Phase 2: Memory Statistics (Days 4-5)
Goals:
- Read RSS, page faults from /proc
- Calculate memory summaries
- Enhance output with statistics
Key Code - memory_stats.c:
#include <stdio.h>
#include <string.h>
#include "vmmap.h"
// Read page fault counts from /proc/[pid]/stat
int get_page_faults(pid_t pid, PageFaultStats *stats) {
char path[64];
snprintf(path, sizeof(path), "/proc/%d/stat", pid);
FILE *f = fopen(path, "r");
if (!f) return -1;
// Fields in /proc/[pid]/stat:
// 1:pid 2:comm 3:state 4:ppid ... 10:minflt 11:cminflt 12:majflt ...
char line[1024];
if (!fgets(line, sizeof(line), f)) {
fclose(f);
return -1;
}
fclose(f);
// Skip to fields we need (10 and 12)
unsigned long minflt, cminflt, majflt, cmajflt;
// Find end of comm field (in parentheses)

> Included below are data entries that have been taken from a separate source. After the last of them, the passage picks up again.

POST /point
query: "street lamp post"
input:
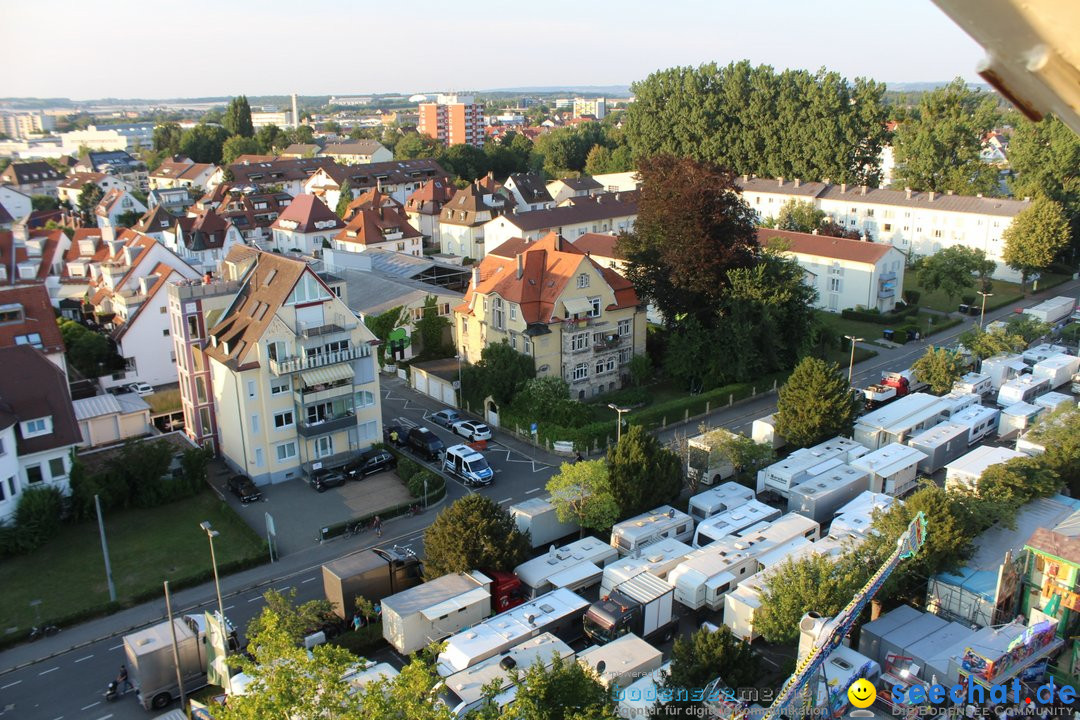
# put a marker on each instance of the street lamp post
(851, 365)
(211, 534)
(982, 314)
(618, 430)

char *p = strrchr(line, ')');
if (!p) return -1;
// Skip state and parse fields
if (sscanf(p + 2, "%*c %*d %*d %*d %*d %*d %*u %lu %lu %lu %lu",
&minflt, &cminflt, &majflt, &cmajflt) != 4) {
return -1;
}
stats->minor_faults = minflt;
stats->major_faults = majflt;
return 0;
}
// Read memory statistics from /proc/[pid]/status
int get_memory_status(pid_t pid, MemoryMap *map) {
char path[64];
snprintf(path, sizeof(path), "/proc/%d/status", pid);
FILE *f = fopen(path, "r");
if (!f) return -1;
char line[256];
while (fgets(line, sizeof(line), f)) {
unsigned long value;
if (sscanf(line, "VmPeak: %lu kB", &value) == 1)

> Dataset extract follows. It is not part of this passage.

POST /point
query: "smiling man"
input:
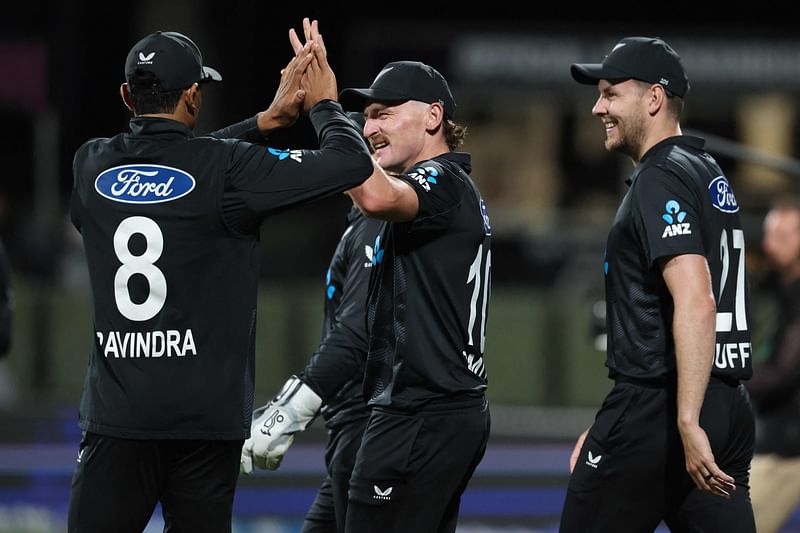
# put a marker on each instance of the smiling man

map->vm_peak = value * 1024;
else if (sscanf(line, "VmSize: %lu kB", &value) == 1)
map->vm_size = value * 1024;
else if (sscanf(line, "VmRSS: %lu kB", &value) == 1)
map->vm_rss = value * 1024;
else if (sscanf(line, "VmData: %lu kB", &value) == 1)
map->vm_data = value * 1024;
else if (sscanf(line, "VmStk: %lu kB", &value) == 1)
map->vm_stack = value * 1024;
else if (sscanf(line, "VmExe: %lu kB", &value) == 1)
map->vm_exe = value * 1024;
else if (sscanf(line, "VmLib: %lu kB", &value) == 1)
map->vm_lib = value * 1024;
}
fclose(f);
map->total_resident = map->vm_rss;
return 0;
}
Checkpoint: Memory map output includes RSS, page faults, and size summaries.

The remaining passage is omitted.